La Fuerza Aeroespacial y la Armada del Cuerpo de Guardianes de la Revolución Islámica (IRGC) lanzaron entre el viernes y el sábado una serie de ataques coordinados con misiles balísticos y drones contra instalaciones militares estadounidenses en Jordania, Omán, Siria, Kuwait y Baréin. Según los comunicados oficiales difundidos por el IRGC, la vigésima oleada de la Operación Nasr-2 alcanzó la base aérea de Al-Azraq, en Jordania, donde afirma haber destruido al menos dos cazas y tres aeronaves más, además de causar daños estructurales en hangares y plataformas de estacionamiento. En paralelo, la decimotercera oleada habría inutilizado un radar de vigilancia marítima estadounidense en la isla de Ghanam, Omán, y la decimonovena oleada impactó un muelle de abastecimiento de combustible en Al-Ahmadi (Kuwait), una zona de concentración de aeronaves en la base Sheikh Isa (Baréin), un centro de datos de inteligencia en Manama y un centro de comunicaciones en territorio kuwaití. En la región de At Tanf, al suroeste de Siria, un ataque sorpresivo contra un centro de mando de operaciones especiales habría destruido sistemas de radar, helicópteros y causado bajas entre el personal militar.
Desde Teherán se justifica la escalada como una represalia directa por los bombardeos estadounidenses que, según el IRGC, alcanzaron infraestructura civil iraní y causaron la muerte de al menos siete efectivos —entre soldados profesionales y reclutas— en las cercanías de la ciudad de Iranshahr, en el sureste del país. Los comunicados castrenses califican al ejército estadounidense de “asesino de cientos de miles de musulmanes” en una decena de países y, en un llamamiento inédito, instan a las fuerzas armadas jordanas a sumarse a la ofensiva contra las tropas extranjeras, presentándolo como un “deber religioso y humano” para “limpiar la tierra sagrada de Jordania”. Esta retórica, interpretada por analistas en Oriente Medio como un intento de fracturar la coalición regional que alberga activos militares de Washington, añade una dimensión política a la ofensiva militar.

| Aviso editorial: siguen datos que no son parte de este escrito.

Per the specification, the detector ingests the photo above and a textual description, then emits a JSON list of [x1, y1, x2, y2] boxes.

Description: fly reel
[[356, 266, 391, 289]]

De acuerdo con el Comando Central de Estados Unidos (CENTCOM), los ataques estadounidenses que desencadenaron la respuesta iraní se enmarcan en una campaña para garantizar la libertad de navegación en el estrecho de Ormuz, después de que Teherán adoptara medidas contra buques comerciales que transitan la estratégica vía marítima. Fuentes militares norteamericanas sostienen que sus operaciones son limitadas y proporcionales, dirigidas a disuadir interferencias en el tráfico marítimo internacional. Sin embargo, desde mediados de junio existía un memorando de entendimiento entre ambos gobiernos para poner fin a las hostilidades, acuerdo que colapsó a partir del 8 de julio con una nueva ronda de bombardeos mutuos. Observadores en Bruselas advierten que la ruptura del breve alto el fuego revela la fragilidad de los canales diplomáticos y la profundidad de la desconfianza bilateral.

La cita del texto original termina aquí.